DAMAGE to a Glasgow roundabout and road has become so bad it can be seen from space.

Royal Mail delivery trucks are being blamed for the crumbling state of the road in Springburn.

And the damage is so bad you can see it from space, with the deterioration clearly visible on satellite images taken for Google maps without zooming in to ground level.

The affected stretch in Turner Road is outside the busy Royal Mail sorting office and the high volume of traffic has taken its toll on the road surface.

The street is also used as a rat run for drivers getting to and from nearby Tesco and Costco stores.

Residents told the Evening Times the intersection is becoming increasingly dangerous.

Alan Sutherland, 47, from Springburn, said: "I've bashed into it driving before – it's very dangerous. During the winter I thought I had damaged the axle of my car driving over it. I notified the council but it just gave me the run-around.

"The delivery drivers just zoom through and don't care. It's been like that for so long, years not months.

"It was in around April last year when I started noticing how badly sunken it was."

Fellow resident, Malcolm Henderson, 57, also from Springburn, added: "It's just something that will never change. It's the Royal Mail trucks and traffic that is causing it definitely.

"You see them driving over it all the time. There are bricks on the road, I've had to swerve to avoid them. It's so dangerous to drive on."

James Kinlan, 65, from Springburn: "It's sunk in because of all the heavy traffic that passes over the top of it. It must just have been eroded away with all the lorries turning in to the depot."

Google images, taken as far back as last autumn, and possibly later, show the roundabout has been crumbling for months if not longer.

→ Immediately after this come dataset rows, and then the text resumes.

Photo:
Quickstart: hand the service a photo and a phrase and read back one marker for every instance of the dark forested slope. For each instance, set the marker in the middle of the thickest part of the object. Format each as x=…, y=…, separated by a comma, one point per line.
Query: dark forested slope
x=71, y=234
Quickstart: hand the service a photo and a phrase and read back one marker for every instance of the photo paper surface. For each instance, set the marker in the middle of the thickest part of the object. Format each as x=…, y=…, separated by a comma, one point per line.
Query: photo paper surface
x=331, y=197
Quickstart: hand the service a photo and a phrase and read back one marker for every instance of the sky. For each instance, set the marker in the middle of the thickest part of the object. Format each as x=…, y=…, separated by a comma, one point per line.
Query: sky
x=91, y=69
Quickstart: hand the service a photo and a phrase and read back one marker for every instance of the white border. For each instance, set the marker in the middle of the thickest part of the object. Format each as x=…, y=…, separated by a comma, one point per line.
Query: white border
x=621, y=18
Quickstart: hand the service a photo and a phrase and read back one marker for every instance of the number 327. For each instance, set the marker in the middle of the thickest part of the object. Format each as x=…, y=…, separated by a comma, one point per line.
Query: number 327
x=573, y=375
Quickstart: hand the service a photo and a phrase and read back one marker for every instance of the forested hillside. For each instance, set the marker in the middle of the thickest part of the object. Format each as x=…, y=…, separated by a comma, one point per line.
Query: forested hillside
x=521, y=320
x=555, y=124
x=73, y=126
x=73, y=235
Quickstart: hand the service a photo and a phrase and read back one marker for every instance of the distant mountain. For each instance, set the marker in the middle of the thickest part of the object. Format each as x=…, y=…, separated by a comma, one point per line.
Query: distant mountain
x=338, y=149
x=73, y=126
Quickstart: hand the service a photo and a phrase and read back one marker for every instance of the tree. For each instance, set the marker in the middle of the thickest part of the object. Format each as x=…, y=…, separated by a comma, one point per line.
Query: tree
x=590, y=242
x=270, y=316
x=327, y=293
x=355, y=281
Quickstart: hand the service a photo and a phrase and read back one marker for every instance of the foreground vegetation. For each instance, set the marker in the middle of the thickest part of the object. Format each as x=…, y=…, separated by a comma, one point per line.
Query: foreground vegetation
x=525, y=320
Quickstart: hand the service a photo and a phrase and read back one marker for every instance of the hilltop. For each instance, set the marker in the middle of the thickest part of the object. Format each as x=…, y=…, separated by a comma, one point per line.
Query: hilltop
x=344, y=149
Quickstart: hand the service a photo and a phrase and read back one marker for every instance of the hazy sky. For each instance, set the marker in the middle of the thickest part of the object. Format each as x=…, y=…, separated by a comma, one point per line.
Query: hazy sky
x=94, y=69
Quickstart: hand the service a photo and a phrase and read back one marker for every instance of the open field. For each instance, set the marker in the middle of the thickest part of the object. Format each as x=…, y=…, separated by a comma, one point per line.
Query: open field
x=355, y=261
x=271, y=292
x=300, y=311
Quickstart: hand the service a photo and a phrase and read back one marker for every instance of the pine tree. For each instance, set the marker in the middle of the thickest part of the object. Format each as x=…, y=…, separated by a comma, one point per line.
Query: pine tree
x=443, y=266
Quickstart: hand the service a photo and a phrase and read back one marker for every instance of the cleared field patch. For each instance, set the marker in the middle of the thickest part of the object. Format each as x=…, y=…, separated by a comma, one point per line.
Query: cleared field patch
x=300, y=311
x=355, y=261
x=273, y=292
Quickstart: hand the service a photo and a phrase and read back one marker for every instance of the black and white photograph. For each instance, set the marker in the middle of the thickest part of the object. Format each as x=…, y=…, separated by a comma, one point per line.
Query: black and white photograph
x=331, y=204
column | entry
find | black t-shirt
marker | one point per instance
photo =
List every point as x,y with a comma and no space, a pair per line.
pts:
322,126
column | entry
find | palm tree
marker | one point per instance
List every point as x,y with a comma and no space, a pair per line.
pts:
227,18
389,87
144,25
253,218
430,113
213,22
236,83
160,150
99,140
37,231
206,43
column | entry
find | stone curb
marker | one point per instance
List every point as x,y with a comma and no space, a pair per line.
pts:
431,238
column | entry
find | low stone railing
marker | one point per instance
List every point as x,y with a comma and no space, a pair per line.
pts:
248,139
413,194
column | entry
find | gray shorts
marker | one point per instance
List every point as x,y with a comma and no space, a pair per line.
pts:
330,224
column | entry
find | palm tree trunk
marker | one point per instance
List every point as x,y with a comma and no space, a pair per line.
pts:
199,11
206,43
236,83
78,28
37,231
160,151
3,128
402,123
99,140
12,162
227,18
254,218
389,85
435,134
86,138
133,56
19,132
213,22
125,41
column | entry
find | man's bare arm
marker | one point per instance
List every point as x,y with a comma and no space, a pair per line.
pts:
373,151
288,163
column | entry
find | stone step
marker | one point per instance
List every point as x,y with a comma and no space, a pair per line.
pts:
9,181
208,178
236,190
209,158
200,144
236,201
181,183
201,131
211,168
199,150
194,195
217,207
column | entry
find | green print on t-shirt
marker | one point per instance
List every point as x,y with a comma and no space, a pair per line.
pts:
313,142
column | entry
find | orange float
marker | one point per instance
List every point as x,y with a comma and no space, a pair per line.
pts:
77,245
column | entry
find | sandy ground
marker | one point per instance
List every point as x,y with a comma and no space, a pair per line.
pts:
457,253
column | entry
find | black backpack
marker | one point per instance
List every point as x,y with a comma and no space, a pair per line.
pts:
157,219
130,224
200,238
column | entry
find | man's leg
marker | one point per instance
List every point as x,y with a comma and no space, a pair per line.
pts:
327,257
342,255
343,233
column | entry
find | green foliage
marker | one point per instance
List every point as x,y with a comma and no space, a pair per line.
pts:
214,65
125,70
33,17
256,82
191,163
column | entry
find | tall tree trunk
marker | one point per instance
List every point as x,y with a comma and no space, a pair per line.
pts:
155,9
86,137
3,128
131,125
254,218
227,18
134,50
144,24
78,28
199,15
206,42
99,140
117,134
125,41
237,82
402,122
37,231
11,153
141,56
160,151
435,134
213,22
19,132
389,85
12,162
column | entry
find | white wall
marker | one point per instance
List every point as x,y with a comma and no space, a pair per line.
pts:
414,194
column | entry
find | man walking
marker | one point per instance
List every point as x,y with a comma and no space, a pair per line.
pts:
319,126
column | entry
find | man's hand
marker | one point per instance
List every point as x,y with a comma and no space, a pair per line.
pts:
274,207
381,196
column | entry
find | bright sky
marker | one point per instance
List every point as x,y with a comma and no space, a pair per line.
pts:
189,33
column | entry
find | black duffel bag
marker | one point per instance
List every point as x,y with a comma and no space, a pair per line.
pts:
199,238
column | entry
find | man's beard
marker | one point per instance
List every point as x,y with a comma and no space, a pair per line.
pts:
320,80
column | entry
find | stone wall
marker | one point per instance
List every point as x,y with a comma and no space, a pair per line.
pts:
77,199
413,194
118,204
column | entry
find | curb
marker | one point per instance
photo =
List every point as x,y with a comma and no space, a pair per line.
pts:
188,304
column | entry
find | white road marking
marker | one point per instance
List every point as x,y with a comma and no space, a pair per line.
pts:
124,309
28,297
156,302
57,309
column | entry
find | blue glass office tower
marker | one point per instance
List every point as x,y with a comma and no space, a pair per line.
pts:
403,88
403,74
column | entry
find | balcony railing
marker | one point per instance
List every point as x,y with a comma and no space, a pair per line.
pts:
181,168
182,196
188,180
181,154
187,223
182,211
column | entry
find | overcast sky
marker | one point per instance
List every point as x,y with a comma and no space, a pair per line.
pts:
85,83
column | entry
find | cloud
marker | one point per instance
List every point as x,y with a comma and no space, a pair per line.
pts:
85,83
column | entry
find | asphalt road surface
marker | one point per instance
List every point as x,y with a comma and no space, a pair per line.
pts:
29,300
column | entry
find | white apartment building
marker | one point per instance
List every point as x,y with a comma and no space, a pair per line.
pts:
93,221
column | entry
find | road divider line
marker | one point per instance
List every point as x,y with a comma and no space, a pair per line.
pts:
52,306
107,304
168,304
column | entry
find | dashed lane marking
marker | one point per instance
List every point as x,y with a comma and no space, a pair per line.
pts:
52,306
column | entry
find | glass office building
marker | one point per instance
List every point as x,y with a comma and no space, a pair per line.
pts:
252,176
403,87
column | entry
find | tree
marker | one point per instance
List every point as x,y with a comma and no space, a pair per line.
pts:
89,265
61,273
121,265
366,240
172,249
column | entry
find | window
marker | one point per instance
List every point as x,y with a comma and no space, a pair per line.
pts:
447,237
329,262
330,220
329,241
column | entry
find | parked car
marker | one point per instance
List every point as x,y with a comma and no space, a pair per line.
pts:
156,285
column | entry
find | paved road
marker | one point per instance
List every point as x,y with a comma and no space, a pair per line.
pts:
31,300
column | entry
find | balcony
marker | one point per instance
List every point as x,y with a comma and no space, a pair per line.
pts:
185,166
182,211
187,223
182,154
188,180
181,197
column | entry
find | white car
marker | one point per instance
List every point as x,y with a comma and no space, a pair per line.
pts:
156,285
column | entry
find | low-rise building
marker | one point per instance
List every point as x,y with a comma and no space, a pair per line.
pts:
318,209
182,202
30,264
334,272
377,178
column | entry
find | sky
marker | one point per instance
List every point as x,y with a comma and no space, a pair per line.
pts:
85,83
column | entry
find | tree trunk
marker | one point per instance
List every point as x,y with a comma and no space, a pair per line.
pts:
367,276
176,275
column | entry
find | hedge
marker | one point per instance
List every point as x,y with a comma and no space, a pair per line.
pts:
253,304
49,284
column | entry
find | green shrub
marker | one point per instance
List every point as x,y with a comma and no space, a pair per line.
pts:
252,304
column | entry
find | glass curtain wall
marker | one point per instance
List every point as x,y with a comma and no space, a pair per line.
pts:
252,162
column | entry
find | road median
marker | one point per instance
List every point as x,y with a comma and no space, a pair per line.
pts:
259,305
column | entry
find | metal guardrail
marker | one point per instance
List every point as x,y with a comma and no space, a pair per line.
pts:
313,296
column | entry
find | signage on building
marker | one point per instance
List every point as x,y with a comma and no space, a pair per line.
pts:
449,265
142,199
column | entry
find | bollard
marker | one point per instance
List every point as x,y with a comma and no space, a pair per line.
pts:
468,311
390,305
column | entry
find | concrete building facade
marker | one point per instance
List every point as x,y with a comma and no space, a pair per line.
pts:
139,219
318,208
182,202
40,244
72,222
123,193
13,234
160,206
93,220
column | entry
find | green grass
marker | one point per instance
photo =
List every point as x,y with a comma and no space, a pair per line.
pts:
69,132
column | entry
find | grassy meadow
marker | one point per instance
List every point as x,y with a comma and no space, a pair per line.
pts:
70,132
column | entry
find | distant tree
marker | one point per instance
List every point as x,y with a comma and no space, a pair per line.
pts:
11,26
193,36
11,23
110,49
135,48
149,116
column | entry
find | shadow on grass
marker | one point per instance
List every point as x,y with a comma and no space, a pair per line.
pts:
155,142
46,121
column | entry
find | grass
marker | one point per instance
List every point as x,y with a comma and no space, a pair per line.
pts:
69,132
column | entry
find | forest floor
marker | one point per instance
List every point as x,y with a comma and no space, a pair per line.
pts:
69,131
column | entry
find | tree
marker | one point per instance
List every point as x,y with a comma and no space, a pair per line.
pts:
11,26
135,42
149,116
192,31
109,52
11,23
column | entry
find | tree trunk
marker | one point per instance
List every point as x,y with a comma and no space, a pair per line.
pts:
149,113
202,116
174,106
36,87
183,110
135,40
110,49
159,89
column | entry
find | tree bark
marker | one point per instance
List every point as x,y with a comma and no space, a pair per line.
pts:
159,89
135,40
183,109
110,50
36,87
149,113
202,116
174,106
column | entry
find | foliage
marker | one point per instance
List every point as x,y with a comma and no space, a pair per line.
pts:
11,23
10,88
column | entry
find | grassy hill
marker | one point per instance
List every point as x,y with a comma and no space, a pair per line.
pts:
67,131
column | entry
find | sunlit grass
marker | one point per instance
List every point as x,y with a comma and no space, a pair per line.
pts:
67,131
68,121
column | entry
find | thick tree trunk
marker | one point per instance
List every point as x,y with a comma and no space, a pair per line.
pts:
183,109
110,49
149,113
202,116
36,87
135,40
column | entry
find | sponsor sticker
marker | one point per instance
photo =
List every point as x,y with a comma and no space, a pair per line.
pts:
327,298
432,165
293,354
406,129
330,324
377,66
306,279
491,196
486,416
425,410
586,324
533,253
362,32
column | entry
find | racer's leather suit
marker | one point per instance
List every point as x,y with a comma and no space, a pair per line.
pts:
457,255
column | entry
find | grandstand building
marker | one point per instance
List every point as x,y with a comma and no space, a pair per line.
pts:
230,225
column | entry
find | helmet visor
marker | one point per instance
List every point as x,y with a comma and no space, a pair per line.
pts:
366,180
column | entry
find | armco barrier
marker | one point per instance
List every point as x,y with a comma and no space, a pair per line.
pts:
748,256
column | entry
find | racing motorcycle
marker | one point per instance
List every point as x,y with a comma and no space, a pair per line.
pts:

A spokeswoman for the Royal Mail said: "The roundabout at Turner Road is subject to use by heavy goods vehicle traffic from a number of outlets both sited within and outside the industrial estate.

"Royal Mail has contacted the local authority helpline on a number of occasions to bring this matter to their attention."

A Glasgow City Council spokesman said: "It is undoubtedly true that frequent use by heavy vehicles will take a toll on the road, particularly where they cut across obstacles, such as roundabouts, rather than using them properly. The damage will be assessed and scheduled for repair against our annual programme."

The Evening Times Pothole Watch campaign has been charting the state of the city's roads and has received thousands of complaints from readers about their roads.

We have exposed the damage done to city centre streets by utility firms digging up roads and failing to repair them properly.

And the problem does not just affect motorists – we've told of difficulties faced by cyclists and even pedestrians hit by flying pieces of road surface.

Just last month, we reported how a crater opened up in George Square, trapping a double decker bus.